On Fri, 8 May 2026, Tamar Christina wrote:

> > -----Original Message-----
> > From: Richard Biener <[email protected]>
> > Sent: 08 May 2026 08:13
> > To: Tamar Christina <[email protected]>
> > Cc: [email protected]; nd <[email protected]>
> > Subject: Re: [PATCH 2/2] scev: maintain affine CHRECs in the presence of 
> > type
> > conversions
> > 
> > On Thu, 7 May 2026, Tamar Christina wrote:
> > 
> > > The example
> > >
> > > float *e;
> > > void f (float *f, float *g, char *h, int n,
> > >         int b, int c, int d)
> > > {
> > >   float a = 0;
> > >   for (int i = 0; i < n; ++i) {
> > >     int j = b + i, k = c + i * d;
> > >     float l = g[j], m = h[i] ? g[k] : l;
> > >     a += f[i] * m;
> > >   }
> > >   *e = a;
> > > }
> > >
> > > gets vectorized using gathers for the access to g:
> > >
> > > .L5:
> > >         ld1b    z4.s, p7/z, [x2, x6]
> > >         cmpne   p6.b, p7/z, z4.b, #0
> > >         ld1w    z2.s, p7/z, [x0, x6, lsl 2]

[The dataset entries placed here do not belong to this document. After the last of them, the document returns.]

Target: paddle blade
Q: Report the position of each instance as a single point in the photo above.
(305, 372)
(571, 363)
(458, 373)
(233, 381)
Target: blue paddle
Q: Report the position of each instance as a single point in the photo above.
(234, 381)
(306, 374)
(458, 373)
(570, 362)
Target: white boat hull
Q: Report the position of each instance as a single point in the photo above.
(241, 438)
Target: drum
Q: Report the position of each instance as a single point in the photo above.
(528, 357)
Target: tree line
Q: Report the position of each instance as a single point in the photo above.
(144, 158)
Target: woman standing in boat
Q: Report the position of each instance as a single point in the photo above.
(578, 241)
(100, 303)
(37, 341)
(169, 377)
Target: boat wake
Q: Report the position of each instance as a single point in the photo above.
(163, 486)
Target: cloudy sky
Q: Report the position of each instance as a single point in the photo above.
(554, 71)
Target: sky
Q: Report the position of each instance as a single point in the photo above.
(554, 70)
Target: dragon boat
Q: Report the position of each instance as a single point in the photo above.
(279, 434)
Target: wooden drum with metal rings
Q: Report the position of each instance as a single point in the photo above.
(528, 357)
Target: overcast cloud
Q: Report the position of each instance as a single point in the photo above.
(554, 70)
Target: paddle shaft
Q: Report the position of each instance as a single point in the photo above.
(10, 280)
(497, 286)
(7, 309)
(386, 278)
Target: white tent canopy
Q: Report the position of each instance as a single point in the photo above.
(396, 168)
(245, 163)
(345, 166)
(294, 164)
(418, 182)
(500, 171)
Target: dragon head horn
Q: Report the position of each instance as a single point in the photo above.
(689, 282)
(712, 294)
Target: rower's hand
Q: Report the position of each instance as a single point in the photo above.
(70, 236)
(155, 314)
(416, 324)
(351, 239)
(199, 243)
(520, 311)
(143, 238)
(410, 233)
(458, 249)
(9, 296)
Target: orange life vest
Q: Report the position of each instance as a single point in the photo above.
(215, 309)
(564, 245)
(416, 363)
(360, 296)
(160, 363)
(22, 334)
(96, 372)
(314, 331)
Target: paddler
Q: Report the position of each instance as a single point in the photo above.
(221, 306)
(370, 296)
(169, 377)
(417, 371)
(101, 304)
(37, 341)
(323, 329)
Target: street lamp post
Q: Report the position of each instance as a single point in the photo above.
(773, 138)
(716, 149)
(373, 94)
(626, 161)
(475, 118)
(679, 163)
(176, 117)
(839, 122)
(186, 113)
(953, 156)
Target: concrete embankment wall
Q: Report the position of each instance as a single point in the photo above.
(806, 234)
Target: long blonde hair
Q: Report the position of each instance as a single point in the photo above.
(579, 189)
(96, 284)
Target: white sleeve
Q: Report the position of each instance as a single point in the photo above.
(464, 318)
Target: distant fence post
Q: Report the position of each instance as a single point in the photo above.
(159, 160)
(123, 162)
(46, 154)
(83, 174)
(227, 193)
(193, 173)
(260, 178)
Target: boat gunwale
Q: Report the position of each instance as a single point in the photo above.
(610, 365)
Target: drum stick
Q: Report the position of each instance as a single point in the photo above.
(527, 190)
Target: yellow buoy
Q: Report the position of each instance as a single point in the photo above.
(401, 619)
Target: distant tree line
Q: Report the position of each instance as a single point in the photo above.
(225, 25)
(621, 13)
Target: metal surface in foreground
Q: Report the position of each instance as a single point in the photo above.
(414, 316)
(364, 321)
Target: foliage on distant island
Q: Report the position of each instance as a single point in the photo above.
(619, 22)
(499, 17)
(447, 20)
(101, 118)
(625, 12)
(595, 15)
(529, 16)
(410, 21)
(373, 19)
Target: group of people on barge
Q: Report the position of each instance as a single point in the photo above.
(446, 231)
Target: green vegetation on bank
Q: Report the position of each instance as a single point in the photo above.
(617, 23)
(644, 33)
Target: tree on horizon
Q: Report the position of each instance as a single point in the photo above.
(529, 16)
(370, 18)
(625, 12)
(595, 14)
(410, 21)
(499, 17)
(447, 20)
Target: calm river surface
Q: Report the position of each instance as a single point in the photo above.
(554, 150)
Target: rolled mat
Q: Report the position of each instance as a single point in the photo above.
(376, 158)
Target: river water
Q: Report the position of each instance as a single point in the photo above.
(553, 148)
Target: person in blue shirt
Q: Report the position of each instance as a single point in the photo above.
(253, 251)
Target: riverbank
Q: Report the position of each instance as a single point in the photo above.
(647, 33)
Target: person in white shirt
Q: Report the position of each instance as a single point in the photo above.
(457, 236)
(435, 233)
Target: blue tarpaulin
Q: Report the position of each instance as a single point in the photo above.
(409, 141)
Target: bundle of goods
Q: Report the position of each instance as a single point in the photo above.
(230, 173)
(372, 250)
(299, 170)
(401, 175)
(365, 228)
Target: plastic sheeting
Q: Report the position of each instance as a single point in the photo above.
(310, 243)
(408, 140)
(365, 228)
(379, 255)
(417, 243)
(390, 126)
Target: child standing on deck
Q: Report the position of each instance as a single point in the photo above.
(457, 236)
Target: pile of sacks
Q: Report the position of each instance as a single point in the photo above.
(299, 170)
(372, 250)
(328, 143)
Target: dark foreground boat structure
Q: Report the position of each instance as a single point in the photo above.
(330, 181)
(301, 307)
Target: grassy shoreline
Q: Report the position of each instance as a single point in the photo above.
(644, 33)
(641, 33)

> > >         add     z7.s, z30.s, z16.s
> > >         add     z6.s, z16.s, z18.s
> > >         add     x6, x6, x7
> > >         ld1w    z5.s, p7/z, [x1, z6.s, sxtw 2]
> > >         ld1w    z3.s, p6/z, [x1, z7.s, sxtw 2]
> > >         incw    z16.s
> > >         sel     z3.s, p6, z3.s, z5.s
> > >         fmla    z17.s, p7/m, z2.s, z3.s
> > >         whilelo p7.s, w6, w3
> > >         b.any   .L5
> > >
> > > however the first g is g[b+i] and second is g[c + i*d];
> > >
> > > since b is loop invariant the access to g[b+i] is actually linear and 
> > > since c
> > > is loop invariant, then the base of the second access g[c + i *d] can be
> > > simplified by recognizing the base as g + c.
> > >
> > > Today however SCEV fails to analyze these accesses as affine and as a
> > > consequence we end up with gathers:
> > >
> > > : missed:  failed: evolution of base is not affine.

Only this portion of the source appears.